J’ai blogué intensivement le mois dernier sur le bras long de Geithner [16], et d’Obama (suivre le lien) en relation avec la proposition d’amputer la Grèce... C’est ça l’anomalie de ce qui s’est produit, mais ensuite chacun a dit « Regardez plutôt par là ! » Et tout à coup ce ne fut plus une anomalie désormais. Ceci n’est pas une paranoïa de la conspiration, c’est une réalité géopolitique. N’ayez aucun doute là-dessus : si l’Europe part en morceaux l’Amérique sera sur le cul. De la même façon que l’an passé ils bombardèrent la monnaie iranienne pour obtenir qu’Ahmadinnejhad revienne à la table des négociations, partout en Europe les arrangements américains sont conçus pour assurer la survie des « bons » leaders... disons, les leaders qui feront ce qu’il faudra pour protéger les banques américaines, et construire les pare-feu dont elles croient pouvoir protéger les États-Unis des effroyables obligations de leur propre dette.
Tout cela nous renvoie parfaitement aux banques américaines et à leur calendrier — parce que Wall Street a toujours un plan. Cette visite de Lloyd Blankfein à Nico arriva à la suite de nouvelles très mauvaises pour plusieurs sociétés bancaires de Wall Street. Principalement, après les pertes faites sur le renflouement de Dexia (très coûteux en effet, tant pour la France que pour Goldman), les marchés sont devenus nerveux à propos de l’exposition à risque de Wall Street sur la dette de la zone Euro. Le 1er novembre, l’année dernière, Bloomberg (suivre le lien) enregistrait que :
« ... cinq sociétés avaient une exposition à risque pour un total net de 45 milliards de $ sur la dette de la Grèce, du Portugal, de l’Irlande, de l’Espagne et de l’Italie, selon des révélations faites par les sociétés à la fin du troisième trimestre... Ce sont JPMorgan, Morgan Stanley, Goldman Sachs, Bank of America Corp. (BAC) et Citigroup Inc. »

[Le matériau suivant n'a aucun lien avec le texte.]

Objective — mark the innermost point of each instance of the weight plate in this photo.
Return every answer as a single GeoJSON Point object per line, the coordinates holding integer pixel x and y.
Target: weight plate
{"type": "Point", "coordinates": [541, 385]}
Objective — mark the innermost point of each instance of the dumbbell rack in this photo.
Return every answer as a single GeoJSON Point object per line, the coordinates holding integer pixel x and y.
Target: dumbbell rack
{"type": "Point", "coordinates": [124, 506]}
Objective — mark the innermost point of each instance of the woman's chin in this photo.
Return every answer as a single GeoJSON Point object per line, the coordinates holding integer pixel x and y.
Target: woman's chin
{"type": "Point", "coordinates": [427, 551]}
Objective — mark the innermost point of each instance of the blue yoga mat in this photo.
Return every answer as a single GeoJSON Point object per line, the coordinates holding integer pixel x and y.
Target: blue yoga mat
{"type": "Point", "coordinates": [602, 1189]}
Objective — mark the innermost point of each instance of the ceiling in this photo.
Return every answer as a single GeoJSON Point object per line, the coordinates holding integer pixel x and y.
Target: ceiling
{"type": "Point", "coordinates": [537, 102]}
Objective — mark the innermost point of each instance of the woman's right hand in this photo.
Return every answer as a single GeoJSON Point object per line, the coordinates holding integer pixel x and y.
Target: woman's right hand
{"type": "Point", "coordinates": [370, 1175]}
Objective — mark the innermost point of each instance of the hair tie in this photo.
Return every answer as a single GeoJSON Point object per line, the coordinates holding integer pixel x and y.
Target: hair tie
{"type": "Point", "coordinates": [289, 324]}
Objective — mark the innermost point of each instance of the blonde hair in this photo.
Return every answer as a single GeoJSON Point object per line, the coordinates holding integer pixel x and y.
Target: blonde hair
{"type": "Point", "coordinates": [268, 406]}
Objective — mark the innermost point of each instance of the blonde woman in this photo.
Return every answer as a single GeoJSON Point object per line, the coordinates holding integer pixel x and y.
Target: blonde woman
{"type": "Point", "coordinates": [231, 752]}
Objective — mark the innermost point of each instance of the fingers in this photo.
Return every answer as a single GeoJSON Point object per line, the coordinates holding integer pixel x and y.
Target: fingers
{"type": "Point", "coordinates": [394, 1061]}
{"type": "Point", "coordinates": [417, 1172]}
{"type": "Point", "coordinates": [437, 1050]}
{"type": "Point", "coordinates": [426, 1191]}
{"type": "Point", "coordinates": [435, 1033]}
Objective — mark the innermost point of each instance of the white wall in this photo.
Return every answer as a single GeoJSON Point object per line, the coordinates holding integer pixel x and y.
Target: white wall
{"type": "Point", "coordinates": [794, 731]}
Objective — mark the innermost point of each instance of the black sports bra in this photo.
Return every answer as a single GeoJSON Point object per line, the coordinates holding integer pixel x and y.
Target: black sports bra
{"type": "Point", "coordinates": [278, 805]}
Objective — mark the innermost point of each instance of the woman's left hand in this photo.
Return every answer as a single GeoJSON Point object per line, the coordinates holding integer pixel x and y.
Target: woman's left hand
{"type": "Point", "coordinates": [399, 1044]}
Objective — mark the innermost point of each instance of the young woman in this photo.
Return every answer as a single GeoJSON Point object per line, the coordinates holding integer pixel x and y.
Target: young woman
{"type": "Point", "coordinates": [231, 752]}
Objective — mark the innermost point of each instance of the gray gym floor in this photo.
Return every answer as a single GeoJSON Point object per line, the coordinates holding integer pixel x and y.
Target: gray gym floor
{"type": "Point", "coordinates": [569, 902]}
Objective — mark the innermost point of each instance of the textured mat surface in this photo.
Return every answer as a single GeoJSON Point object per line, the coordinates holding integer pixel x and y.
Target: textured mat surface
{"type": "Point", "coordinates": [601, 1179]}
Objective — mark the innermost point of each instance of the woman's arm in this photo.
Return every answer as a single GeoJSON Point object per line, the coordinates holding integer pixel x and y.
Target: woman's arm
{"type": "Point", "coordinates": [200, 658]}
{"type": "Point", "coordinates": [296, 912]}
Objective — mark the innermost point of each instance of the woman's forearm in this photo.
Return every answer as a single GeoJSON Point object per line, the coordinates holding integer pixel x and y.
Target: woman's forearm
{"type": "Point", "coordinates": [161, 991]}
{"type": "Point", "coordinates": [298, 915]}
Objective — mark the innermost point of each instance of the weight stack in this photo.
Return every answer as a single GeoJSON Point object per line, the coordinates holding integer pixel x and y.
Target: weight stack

Ah... Oui, Goldman et Morgan Stanley sont là-dedans. Peu de temps après, le patron d’une de ces firmes rend visite à Nicolas Sarkozy. Et après tout ça, la direction des contrats à terme d’euro-obligations de Morgan Stanley annonce le lancement de « Vous Savez Quoi ».
Morgan Stanley est le choix évident, car il a le plus à perdre si la France passe en-dessous. Notez cet extrait de CNNMoney, le 3 octobre 2011 (suivre le lien), où l’on demande si MS sera « le prochain Lehman » — c’est moi qui souligne :
« Les investisseurs sont inquiets de savoir quelle exposition à risque Morgan Stanley peut avoir sur la dette souveraine de la Grèce et d’autres des nations soi-disant périphériques de l’Europe. Plus particulièrement, il y a des craintes que Morgan Stanley puisse subir d’importants dommages collatéraux en raison de son exposition à risque sur les banques françaises qui ont de gros liens avec la Grèce et le reste des PIIGS . »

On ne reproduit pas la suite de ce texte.